Os depoimentos estão sendo realizados no Supremo Tribunal Federal (STF), por decisão do relator Dias Toffoli, que prorrogou a investigação por mais 60 dias. A PF busca detalhes sobre a operação que, segundo as investigações, pode ter movimentado cerca de R$ 12 bilhões às custas do BRB.
As apurações indicam a emissão de Certificados de Depósito Bancário (CDBs) pelo Banco Master com promessas de rendimentos irrealistas, superiores em até 40% à taxa básica de mercado. Há indícios da participação de dirigentes do banco estatal nas operações investigadas, ampliando o escopo do inquérito. Conforme informação divulgada pela PF, o Banco Central impediu a conclusão do negócio devido a riscos identificados na operação, mesmo após um acordo de compra ter sido firmado em março.
Primeiro dia de depoimentos no STF
Na segunda-feira (26), quatro investigados prestaram depoimento. Entre eles, estavam dirigentes do BRB, executivos do Banco Master e empresários ligados ao caso. Foram ouvidos Dário Oswaldo Garcia Junior, diretor de Finanças e Controladoria do BRB, e Alberto Felix de Oliveira, superintendente-executivo de Tesouraria do Banco Master.
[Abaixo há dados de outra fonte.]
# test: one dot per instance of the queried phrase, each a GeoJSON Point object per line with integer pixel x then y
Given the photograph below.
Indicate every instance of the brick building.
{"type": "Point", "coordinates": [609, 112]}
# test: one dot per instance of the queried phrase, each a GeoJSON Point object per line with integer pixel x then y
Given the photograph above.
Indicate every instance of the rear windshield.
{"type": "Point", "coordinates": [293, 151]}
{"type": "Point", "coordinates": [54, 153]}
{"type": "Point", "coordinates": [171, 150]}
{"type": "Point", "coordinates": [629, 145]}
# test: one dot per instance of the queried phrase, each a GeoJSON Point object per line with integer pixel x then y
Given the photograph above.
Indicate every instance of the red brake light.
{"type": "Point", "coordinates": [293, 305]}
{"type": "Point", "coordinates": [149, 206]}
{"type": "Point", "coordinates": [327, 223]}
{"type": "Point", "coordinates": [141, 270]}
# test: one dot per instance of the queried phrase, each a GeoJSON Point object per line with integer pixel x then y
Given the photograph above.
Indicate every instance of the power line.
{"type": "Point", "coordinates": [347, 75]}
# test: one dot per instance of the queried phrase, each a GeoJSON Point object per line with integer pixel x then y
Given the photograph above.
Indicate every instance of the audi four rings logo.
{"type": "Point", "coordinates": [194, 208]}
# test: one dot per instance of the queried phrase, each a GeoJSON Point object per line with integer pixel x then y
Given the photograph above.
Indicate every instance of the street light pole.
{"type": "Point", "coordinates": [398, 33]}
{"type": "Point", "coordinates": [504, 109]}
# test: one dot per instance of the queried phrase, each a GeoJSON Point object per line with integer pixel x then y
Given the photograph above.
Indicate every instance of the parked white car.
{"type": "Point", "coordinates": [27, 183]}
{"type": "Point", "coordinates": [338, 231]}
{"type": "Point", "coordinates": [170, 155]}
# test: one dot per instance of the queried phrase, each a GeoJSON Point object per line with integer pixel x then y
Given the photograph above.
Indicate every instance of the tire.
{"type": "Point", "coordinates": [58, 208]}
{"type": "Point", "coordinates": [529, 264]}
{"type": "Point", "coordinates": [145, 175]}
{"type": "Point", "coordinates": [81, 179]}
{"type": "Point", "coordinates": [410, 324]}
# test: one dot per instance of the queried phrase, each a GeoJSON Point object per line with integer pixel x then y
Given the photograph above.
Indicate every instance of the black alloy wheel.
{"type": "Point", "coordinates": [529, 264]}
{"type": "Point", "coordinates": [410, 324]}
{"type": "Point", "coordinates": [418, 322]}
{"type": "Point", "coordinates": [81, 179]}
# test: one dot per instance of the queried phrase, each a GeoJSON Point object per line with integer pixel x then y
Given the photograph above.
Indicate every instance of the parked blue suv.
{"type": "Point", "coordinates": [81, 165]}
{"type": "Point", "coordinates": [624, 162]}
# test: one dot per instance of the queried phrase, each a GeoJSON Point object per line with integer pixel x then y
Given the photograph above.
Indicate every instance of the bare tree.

Também prestaram depoimento André Felipe de Oliveira Seixas Maia, ex-funcionário do Master e diretor da Tirreno (empresa que gerou créditos de dívidas revendidos ao BRB), e Henrique Souza e Silva Peretto, proprietário formal da Tirreno. A presença desses nomes reforça o foco nas empresas e executivos envolvidos na transação.
Segundo dia com mais envolvidos sob o escrutínio da PF
Na terça-feira (27), a Polícia Federal tomou o depoimento de outros quatro envolvidos. A lista incluía atuais e ex-dirigentes do Banco Master e do BRB. Estão entre eles Robério Cesar Bonfim Mangueira, superintendente de Operações Financeiras do BRB, e Luiz Antonio Bull, diretor de Riscos, Compliance, RH e Tecnologia do Master.
Complementam a lista de ouvidos nesta terça Angelo Antonio Ribeiro da Silva, sócio do banco, e Augusto Ferreira Lima, ex-sócio da instituição. A série de depoimentos visa detalhar a complexa teia de relações e transações financeiras sob investigação.
Operação Compliance Zero e a suspeita de fraude bilionária
O inquérito apura os detalhes da tentativa de aquisição do Banco Master pelo BRB, com o caso sendo deslocado para o STF em dezembro passado. A Polícia Federal aponta que o Banco Master teria emitido CDBs com promessas de rendimentos fictícios, um esquema que pode ter movido cerca de R$ 12 bilhões. A PF vê indícios de participação de dirigentes do BRB nas operações.
O caso também envolve o dono do Banco Master, Daniel Vorcaro, que chegou a ser preso em novembro do ano passado durante a Operação Compliance Zero, mas foi solto dias depois. Recentemente, uma nova fase da operação foi deflagrada para aprofundar as apurações sobre fraudes financeiras ligadas ao banco, explorando, segundo a autoridade, “vulnerabilidades do mercado de capitais”.
Vorcaro, em depoimento vazado, reconheceu que o Banco Master enfrentava crises de liquidez e utilizava o Fundo Garantidor de Crédito (FGC) como estratégia de negócios. Os investigadores apontam que o grupo, incluindo Vorcaro, parentes e pessoas ligadas ao Master, pode ter cometido crimes como organização criminosa, gestão fraudulenta e lavagem de dinheiro.